Contrattazione

Niente passaggio diretto dal lavoro a chiamata a quello ordinario

di Antonino Cannioto e Giuseppe Maccarone

I datori di lavoro, che occupano dipendenti intermittenti e intendono modificare il rapporto in essere facendolo diventare un contratto di lavoro subordinato di tipo ordinario, sono costretti a far dimettere il lavoratore. Ciò in quanto, in genere, le procedure previste per le comunicazioni obbligatorie gestite dai centri per l’impiego non prevedono un’opzione che consenta direttamente la relativa trasformazione. Di conseguenza il lavoratore deve anche attivare la procedura di comunicazione delle dimissioni.

Il lavoro intermittente, poco apprezzato e molto criticato – oggetto anche di una temporanea abrogazione con successiva rivitalizzazione - è presente nel nostro ordinamento giuridico ormai da circa 15 anni. Sono numerose le aziende che vi fanno ricorso, soprattutto dopo l’eliminazione dei vecchi voucher per il lavoro accessorio, anche se sono pochi i Ccnl che lo hanno regolamentato. Il ministero del Lavoro, in una delle tante circolari interpretative lo ha definito come «una fattispecie lavorativa sui generis» ma ha anche affermato che «si tratta pur sempre di un contratto di lavoro dipendente».
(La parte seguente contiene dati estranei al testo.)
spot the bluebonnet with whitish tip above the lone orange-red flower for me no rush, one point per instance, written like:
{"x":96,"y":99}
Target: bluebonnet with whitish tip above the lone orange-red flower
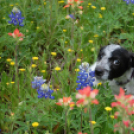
{"x":16,"y":17}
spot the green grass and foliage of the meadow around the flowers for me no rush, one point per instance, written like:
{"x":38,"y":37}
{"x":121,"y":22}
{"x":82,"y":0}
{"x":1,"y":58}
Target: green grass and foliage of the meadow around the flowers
{"x":43,"y":30}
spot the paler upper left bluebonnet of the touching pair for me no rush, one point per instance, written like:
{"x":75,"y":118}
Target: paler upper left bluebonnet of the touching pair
{"x":38,"y":81}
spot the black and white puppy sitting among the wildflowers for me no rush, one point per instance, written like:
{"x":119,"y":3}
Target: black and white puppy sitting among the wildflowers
{"x":116,"y":65}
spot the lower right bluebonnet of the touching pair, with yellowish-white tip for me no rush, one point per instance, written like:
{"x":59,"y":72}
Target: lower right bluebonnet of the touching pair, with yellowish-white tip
{"x":45,"y":91}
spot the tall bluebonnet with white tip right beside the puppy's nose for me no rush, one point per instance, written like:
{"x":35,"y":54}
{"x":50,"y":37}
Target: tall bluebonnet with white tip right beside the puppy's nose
{"x":86,"y":76}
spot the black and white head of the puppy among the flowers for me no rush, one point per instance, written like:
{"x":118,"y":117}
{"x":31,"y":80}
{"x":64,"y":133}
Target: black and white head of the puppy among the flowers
{"x":113,"y":61}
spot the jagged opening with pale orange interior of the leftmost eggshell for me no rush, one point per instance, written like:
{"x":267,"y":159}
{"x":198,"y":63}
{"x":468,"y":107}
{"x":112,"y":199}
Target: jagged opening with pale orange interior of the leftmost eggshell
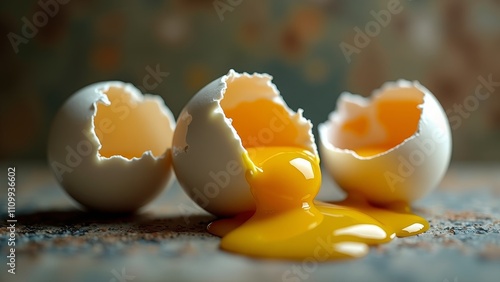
{"x":128,"y":124}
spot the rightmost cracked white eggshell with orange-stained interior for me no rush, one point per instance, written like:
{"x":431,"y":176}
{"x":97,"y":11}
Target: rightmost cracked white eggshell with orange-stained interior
{"x":408,"y":123}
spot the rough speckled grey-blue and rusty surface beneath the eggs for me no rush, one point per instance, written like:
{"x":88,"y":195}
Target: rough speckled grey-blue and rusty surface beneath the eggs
{"x":167,"y":241}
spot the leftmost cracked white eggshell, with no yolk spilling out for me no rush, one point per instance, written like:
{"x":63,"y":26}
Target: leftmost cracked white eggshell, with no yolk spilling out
{"x":109,"y":147}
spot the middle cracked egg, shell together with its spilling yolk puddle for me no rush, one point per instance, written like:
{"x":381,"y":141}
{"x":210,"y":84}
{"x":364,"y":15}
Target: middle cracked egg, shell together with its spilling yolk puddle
{"x":242,"y":154}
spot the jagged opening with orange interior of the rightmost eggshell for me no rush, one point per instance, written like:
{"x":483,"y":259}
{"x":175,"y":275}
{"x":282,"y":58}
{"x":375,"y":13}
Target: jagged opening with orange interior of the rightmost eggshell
{"x":368,"y":127}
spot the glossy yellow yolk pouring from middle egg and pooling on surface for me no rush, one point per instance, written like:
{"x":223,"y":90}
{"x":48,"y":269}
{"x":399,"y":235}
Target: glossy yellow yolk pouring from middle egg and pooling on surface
{"x":289,"y":224}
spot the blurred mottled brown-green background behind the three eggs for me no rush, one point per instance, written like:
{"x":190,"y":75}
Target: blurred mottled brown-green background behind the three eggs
{"x":313,"y":49}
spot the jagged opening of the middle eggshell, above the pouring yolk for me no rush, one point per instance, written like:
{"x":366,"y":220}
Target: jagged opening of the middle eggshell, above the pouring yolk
{"x":260,"y":117}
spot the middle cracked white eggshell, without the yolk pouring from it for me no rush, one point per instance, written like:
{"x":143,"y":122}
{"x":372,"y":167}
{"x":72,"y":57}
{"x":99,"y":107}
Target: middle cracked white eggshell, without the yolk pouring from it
{"x":208,"y":151}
La particolarità di tale tipologia lavorativa sta nel fatto che il dipendente si mette a disposizione del datore di lavoro per svolgere prestazioni di carattere discontinuo o intermittente, individuate dalla contrattazione collettiva nazionale o territoriale, ovvero per periodi predeterminati nell’arco della settimana, del mese o dell’anno. Vista la struttura della regolamentazione di riferimento, non vi è dubbio che il lavoratore giochi un ruolo effettivamente non di primo piano nel contesto aziendale, stante la possibilità di essere collocato in stand by, al cessare dell’esigenza lavorativa. Tuttavia, il ricorso al job on call offre la possibilità di valutare le potenzialità del lavoratore e di apprezzarne il know how.

Alcuni anni fa è stata introdotta una norma che limita l’utilizzo del contratto intermittente a 400 giornate di effettivo lavoro nel triennio, con lo stesso datore di lavoro. Per le prestazioni più consistenti e durature, dunque, può sorgere l’esigenza di inserire il lavoratore in modalità più stabile. Il passaggio potrebbe e dovrebbe essere facilitato e reso immune da lacci e lacciuoli che si rivelano un’inutile perdita di tempo.

Forse, dopo un così lungo periodo di scomoda presenza, è giunto il momento di sdoganare il job on call e collocarlo di diritto tra le varie forme contrattuali che caratterizzano la quarta rivoluzione industriale. In tale ottica è auspicabile che gli obblighi di comunicazione siano semplificati. Si potrebbe, infatti, accedere al portale messo a disposizione degli operatori, richiamare per mezzo del codice fiscale delle parti l’unilav già trasmesso e aggiornarlo annotando la variazione. Resterebbe ferma, ovviamente, la necessità di sottoscrivere un nuovo contratto di lavoro.

Revisionando le procedure, sempre in un’ottica di semplificazione, si potrebbe anche prevedere la modalità di variazione dell’unilav per il lavoro agile, con allegazione del contratto di smart working.